Religion has always been a losing proposition for me. As I’ve written about before, the organized variety of faith I have encountered has often left me confused, hurt, angry, or some combination of these emotions. Without resetting the scene, let me just say that while I consider myself spiritual, I no longer consider myself religious.

My father and mother-in-law had the opposite experience when they joined a Unitarian-Universalist congregation in a nearby town. My late father-in-law, one of the most intellectually honest men I’ve ever met, found the UU community a comforting way station for the end of his life’s journey. For the last 20 years of his life, he and my mother-in-law found this church to be a place that allowed them to continue their quest for knowledge and truth in an affirming and non-judgmental environment. My mother-in-law still attends regularly and today, I went to the morning service as the congregation dedicated a new sound system in my father-in-law’s memory.
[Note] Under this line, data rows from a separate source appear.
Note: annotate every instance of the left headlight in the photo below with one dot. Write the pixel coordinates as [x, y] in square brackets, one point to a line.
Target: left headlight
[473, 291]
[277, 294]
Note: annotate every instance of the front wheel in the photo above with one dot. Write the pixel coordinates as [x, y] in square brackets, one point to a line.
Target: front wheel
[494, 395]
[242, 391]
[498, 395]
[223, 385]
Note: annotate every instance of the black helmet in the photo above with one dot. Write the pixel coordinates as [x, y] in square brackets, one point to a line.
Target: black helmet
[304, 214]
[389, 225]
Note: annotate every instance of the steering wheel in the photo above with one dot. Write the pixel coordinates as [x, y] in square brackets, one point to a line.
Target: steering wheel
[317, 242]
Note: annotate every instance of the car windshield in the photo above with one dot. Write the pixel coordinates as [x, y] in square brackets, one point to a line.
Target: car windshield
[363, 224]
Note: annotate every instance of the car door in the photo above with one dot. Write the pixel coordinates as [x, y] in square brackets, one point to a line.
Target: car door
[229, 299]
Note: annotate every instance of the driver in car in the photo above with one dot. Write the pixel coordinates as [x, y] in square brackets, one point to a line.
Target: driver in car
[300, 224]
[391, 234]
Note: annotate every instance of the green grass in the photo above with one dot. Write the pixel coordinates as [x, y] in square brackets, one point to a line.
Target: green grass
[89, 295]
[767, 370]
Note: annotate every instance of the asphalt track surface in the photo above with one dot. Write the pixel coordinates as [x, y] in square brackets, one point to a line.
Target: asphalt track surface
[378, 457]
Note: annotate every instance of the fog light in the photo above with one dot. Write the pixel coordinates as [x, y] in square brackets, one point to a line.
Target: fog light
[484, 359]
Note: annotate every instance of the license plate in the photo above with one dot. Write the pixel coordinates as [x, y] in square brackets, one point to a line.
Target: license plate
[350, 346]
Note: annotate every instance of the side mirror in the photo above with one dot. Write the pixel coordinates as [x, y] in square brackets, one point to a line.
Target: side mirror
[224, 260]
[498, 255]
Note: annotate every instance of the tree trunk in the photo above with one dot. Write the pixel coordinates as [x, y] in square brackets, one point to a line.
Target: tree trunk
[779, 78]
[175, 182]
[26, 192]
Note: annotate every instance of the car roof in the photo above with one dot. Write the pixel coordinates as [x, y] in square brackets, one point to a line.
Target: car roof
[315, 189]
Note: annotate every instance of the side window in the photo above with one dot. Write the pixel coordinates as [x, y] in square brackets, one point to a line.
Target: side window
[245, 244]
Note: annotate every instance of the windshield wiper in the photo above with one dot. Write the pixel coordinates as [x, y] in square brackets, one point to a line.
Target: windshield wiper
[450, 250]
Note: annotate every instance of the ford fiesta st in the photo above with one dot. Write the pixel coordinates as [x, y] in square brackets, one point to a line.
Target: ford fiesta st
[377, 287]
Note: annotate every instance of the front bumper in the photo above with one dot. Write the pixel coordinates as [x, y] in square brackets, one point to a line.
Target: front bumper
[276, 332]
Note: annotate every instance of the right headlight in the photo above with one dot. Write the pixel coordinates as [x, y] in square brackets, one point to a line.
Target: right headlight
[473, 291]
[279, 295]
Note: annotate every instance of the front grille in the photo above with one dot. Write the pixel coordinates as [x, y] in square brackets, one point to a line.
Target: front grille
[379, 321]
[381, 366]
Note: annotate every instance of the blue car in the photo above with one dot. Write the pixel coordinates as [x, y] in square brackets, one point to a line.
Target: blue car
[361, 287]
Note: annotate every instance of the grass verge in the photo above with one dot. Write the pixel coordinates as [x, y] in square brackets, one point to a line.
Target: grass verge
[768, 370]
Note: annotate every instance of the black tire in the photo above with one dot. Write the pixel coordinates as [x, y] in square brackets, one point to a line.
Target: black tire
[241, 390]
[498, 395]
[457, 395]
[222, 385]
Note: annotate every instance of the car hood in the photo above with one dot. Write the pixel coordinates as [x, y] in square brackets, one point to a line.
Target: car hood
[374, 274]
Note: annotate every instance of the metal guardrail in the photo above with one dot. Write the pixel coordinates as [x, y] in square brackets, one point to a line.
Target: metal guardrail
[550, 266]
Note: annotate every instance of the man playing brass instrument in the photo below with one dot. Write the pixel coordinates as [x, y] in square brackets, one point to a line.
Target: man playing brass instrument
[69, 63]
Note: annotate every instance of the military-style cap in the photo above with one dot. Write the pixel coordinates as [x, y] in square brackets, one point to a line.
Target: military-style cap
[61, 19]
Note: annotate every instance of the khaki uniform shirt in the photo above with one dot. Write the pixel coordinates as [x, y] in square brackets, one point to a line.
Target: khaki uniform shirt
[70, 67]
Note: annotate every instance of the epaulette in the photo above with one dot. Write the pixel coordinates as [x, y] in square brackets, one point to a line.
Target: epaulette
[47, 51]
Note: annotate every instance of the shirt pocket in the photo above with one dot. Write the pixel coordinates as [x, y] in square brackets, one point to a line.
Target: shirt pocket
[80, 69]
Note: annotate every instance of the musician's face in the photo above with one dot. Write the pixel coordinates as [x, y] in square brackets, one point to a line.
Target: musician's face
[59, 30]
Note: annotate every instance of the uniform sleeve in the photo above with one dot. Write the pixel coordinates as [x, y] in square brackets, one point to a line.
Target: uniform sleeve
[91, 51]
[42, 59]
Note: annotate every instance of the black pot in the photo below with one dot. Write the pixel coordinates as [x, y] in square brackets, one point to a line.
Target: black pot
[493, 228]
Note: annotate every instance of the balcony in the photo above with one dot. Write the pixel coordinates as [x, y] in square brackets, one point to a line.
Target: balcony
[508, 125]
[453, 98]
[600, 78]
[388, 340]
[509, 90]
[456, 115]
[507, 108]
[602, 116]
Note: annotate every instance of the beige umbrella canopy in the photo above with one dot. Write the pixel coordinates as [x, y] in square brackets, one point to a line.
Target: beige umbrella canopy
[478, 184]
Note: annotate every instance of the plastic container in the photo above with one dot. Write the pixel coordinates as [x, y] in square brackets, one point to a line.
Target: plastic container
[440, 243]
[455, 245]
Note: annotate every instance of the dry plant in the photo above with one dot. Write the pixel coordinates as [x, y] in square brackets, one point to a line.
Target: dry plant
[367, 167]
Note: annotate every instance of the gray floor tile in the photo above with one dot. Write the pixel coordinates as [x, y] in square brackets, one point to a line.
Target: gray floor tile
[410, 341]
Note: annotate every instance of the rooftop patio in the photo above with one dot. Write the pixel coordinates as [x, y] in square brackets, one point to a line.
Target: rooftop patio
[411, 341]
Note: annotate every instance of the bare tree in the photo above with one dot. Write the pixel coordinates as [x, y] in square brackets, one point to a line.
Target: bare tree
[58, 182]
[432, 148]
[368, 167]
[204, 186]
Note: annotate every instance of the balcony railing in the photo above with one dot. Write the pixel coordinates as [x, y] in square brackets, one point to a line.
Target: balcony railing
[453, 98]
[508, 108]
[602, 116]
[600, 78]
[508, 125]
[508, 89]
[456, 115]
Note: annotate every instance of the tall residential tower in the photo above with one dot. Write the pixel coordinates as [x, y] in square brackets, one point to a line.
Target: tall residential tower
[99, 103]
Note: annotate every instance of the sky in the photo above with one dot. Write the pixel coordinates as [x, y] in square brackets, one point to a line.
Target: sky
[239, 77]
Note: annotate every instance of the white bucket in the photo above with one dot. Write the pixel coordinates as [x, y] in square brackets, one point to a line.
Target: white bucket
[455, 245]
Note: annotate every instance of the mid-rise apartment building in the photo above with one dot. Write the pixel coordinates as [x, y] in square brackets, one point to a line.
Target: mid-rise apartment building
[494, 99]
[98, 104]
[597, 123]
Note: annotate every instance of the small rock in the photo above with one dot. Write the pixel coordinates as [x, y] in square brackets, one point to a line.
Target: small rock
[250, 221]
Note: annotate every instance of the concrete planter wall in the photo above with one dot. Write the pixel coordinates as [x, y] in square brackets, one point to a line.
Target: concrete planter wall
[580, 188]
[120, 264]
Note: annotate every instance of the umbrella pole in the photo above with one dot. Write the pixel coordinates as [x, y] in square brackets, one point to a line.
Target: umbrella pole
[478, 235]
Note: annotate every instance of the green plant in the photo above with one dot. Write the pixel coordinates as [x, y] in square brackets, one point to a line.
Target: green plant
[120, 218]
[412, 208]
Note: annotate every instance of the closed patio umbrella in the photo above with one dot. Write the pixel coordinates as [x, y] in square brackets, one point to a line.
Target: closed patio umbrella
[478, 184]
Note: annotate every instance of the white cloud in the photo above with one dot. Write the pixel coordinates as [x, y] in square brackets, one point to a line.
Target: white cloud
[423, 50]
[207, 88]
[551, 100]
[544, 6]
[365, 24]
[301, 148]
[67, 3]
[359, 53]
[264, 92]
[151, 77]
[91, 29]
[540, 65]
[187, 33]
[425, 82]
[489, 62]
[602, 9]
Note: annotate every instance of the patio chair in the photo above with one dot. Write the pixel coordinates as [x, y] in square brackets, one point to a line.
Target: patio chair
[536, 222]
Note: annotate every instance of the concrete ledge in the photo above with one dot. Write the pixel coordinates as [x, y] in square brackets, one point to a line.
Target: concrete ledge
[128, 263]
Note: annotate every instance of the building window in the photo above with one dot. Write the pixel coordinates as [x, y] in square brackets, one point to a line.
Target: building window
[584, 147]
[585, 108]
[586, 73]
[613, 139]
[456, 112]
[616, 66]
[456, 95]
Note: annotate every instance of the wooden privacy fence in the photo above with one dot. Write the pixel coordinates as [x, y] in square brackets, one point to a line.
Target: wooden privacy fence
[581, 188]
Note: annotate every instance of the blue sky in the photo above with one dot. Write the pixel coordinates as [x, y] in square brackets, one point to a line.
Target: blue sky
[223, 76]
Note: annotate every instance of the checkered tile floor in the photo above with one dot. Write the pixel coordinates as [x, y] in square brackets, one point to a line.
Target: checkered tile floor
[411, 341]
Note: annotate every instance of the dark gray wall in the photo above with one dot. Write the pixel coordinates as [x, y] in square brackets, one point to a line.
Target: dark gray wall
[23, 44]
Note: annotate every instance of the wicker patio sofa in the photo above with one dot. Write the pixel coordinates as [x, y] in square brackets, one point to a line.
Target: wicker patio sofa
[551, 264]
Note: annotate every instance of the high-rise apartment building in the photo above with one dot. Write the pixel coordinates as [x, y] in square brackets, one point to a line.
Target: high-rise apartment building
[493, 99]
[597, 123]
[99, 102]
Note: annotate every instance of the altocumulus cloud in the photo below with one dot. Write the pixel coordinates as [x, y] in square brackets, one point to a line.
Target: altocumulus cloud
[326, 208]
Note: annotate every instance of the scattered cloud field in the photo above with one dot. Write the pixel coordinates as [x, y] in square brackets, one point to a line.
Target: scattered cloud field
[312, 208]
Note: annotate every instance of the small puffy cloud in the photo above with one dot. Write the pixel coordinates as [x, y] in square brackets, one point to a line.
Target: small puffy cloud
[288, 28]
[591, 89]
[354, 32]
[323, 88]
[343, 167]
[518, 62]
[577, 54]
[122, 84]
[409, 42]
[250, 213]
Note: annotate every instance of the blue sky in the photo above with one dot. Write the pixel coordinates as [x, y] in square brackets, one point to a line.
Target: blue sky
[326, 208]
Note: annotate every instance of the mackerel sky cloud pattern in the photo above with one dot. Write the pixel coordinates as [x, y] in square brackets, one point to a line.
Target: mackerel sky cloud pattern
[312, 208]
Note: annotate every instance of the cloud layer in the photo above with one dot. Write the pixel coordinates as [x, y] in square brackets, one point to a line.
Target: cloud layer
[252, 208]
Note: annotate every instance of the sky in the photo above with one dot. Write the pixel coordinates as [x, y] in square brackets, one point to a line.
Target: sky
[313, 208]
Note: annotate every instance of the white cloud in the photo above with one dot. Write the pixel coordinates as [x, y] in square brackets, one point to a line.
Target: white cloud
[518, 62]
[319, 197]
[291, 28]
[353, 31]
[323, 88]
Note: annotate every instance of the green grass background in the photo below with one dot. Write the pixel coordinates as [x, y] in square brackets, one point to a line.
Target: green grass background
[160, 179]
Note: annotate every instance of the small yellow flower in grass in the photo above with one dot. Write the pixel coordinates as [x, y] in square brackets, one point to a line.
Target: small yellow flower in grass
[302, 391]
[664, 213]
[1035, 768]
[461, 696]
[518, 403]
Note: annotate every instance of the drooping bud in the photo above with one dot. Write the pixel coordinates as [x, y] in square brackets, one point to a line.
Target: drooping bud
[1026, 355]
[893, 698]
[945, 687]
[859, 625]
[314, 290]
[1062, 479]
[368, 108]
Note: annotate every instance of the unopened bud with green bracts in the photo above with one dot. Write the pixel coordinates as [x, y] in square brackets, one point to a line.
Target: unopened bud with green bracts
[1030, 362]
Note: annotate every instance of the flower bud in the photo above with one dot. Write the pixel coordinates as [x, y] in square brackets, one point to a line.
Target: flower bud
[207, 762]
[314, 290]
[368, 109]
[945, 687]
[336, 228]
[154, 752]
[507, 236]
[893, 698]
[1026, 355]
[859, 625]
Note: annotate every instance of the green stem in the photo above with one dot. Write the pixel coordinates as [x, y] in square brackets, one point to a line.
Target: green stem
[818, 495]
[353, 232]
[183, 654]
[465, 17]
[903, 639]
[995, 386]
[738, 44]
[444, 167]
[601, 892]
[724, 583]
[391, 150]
Since he believed that all people had dignity and were worthy of a hearing, my father-in-law had encouraged the church to look at upgrading their sound system in 1998. After he passed away from cancer in 1999, a fund was set up to purchase a new system “so that all may hear”. With the recent purchase of the new sound system, with engraved plaques on each of the speakers, it is a fitting way to remember this man and what he stood for.

Being part of the service this morning with my extended family was rewarding. It made me reflect upon the wonderful people that my in laws are (and were)—committed to the worth and special qualities of all people—as well as recognizing that not all faith communities force you into a narrow box.

With the moral values of fundamentalist Trinitarians supposedly guiding voters during the election, I found the seven principles of Unitarian Universalism to be a welcome contrast to the absolutism of many religious leaders currently basking in the media spotlight. For those unfamiliar with Unitarian Universalism, here are the seven principles that all congregations affirm and promote:
  • The inherent worth and dignity of every person
  • Justice, equity and compassion in human relations;
  • Acceptance of one another and encouragement to spiritual growth in our congregations;
  • A free and responsible search for truth and meaning;
  • The right of conscience and the use of the democratic process within our congregations and in society at large;
  • The goal of world community with peace, liberty, and justice for all;
  • Respect for the interdependent web of all existence of which we are a part.

Not a bad set of guiding principles, if I do say so myself.